I find it unfathomable that we are actually back in the Burgh. Yes, of course, I bought return tickets several months ago, and yes, of course, I told my chair to expect me. But there was a time there in mid-July, when we were in full Dome stride, scraggly and dirty and juggling 52 visitors and work and child care and an aggressive schedule of local exploration, there for one brief instant all thoughts of the Burgh had vanished, and life was exceptionally good. Pittsburgh had begun to seem like a formal backstory, a sinister hintergrund that existed only to explain the glorious vordergrund that was Life in the Mountains. We accepted it as we once accepted that Nostromo had dabbled in the African diamond trade, and that Marlowe had had dealings with the natives: a sketchy narrative hook, quickly skimmed and dimly remembered in the eager pursuit of the Next Thing.

But for better or for worse, the hintergrund has become the vordergrund, and we are back in the land of smokestacks. Which is actually damn beautiful this time of year, with an almost jungle-like lushness in the local parks and all manner of flowers bursting from the rather too-cultivated window boxes of the local kleinburgers. In our two-month absence a 10 foot tree seems to have sprung up in the driveway, and tomato plants have sprawled so aggressively that we can't find the basement stairs. The oaks are festooned with songbirds, and the white hum of crickets lasts long into the night.

So, barring the flight back, things are off to a good start. (The flight back could not have been worse: whether it was because or in spite of our disconsolate child and 100 pounds of hand luggage, we got stuck in Chicago and didn't pull in until 5 in the morning. Zoogle, needless to say, was delighted, principally because the delay provided an excellent excuse to wreck his already shattered sleep schedule. Last night he ran laps from 11 to 4, and he's wasted no time in breaking out into a full body flaming red stress rash. When do these creatures acquire normally responsive bodies?)

Aside from extinguishing Zoogle-flames, we're settling into what we hope will be a steady and productive routine. Miles to go in the next four months: Catalina needs to finish a chapter and half of her thesis and apply for jobs, while I need to finish at least one paper, apply for a grant, apply for jobs, and teach two or three courses (for which I have made not the slightest preparation.) Add to this the usual ratty social calendar, a teeming self-improvement agenda (yoga, bird-watching, reading: it's all there), and a growing need for downtime, and you have what is clearly an impossible set of ambitions. Our real ambition is to fail gracefully.

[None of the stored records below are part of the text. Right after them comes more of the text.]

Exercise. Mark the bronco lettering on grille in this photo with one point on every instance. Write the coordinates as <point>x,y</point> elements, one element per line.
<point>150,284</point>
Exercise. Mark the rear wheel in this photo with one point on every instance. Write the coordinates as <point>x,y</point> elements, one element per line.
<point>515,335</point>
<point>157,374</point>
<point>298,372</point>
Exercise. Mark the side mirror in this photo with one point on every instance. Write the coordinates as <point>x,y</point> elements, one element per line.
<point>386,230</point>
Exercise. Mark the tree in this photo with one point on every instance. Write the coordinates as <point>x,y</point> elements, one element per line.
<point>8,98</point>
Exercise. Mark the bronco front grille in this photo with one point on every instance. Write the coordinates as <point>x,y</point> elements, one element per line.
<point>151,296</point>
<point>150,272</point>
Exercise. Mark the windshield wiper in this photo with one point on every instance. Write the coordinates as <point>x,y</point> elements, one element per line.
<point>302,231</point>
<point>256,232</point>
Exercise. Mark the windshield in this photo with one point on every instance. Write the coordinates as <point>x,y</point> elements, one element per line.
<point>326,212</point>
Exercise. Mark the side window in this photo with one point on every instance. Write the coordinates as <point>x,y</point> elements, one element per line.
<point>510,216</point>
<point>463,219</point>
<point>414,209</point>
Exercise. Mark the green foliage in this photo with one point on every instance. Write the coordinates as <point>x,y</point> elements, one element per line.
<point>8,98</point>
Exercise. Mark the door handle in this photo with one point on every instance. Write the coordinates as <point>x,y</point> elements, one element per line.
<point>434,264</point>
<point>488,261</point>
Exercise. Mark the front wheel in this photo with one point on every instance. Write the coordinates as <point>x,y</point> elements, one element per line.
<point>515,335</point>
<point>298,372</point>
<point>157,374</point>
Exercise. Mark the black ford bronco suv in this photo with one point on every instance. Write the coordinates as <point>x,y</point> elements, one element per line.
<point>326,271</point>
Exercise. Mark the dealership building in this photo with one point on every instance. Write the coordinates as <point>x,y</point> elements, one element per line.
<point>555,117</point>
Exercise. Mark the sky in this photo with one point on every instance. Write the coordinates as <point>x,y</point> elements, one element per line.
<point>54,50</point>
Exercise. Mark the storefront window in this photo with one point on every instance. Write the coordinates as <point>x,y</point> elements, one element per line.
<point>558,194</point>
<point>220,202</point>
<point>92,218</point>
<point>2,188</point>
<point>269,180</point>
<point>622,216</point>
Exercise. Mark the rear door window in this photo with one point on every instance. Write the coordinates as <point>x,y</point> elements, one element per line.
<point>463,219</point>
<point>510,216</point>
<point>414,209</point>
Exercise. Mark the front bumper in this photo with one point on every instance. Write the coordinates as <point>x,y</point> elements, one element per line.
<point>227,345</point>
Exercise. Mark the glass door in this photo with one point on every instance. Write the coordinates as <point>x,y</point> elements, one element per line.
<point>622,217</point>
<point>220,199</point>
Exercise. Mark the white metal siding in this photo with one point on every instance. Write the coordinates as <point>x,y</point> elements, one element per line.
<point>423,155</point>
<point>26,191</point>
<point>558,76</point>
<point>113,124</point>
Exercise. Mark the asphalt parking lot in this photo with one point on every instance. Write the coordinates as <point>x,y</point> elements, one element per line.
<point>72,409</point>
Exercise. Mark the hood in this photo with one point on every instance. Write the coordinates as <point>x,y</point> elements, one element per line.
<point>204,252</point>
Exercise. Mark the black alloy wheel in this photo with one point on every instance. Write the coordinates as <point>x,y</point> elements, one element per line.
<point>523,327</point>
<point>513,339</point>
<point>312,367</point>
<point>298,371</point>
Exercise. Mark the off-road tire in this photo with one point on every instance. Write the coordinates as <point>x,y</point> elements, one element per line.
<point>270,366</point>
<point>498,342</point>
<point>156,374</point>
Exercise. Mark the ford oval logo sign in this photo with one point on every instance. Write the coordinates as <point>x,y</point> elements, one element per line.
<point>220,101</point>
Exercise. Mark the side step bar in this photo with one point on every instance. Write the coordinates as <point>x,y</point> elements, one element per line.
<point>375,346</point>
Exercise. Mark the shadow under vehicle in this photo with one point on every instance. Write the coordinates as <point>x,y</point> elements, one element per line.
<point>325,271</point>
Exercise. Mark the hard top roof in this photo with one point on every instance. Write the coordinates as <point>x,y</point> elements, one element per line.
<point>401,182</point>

It has occurred to me that Zoogles' first birthday is less than two weeks away. The thought impresses itself for two reasons: one, that this means we engendered this creature almost a full two years ago, which is odd, since I have no memory of time moving since then, and two, that this blog, which has been a lovely but time-limited discipline, will need to wind to a close. Which is unfortunate, for where else will I vent my urban spleen?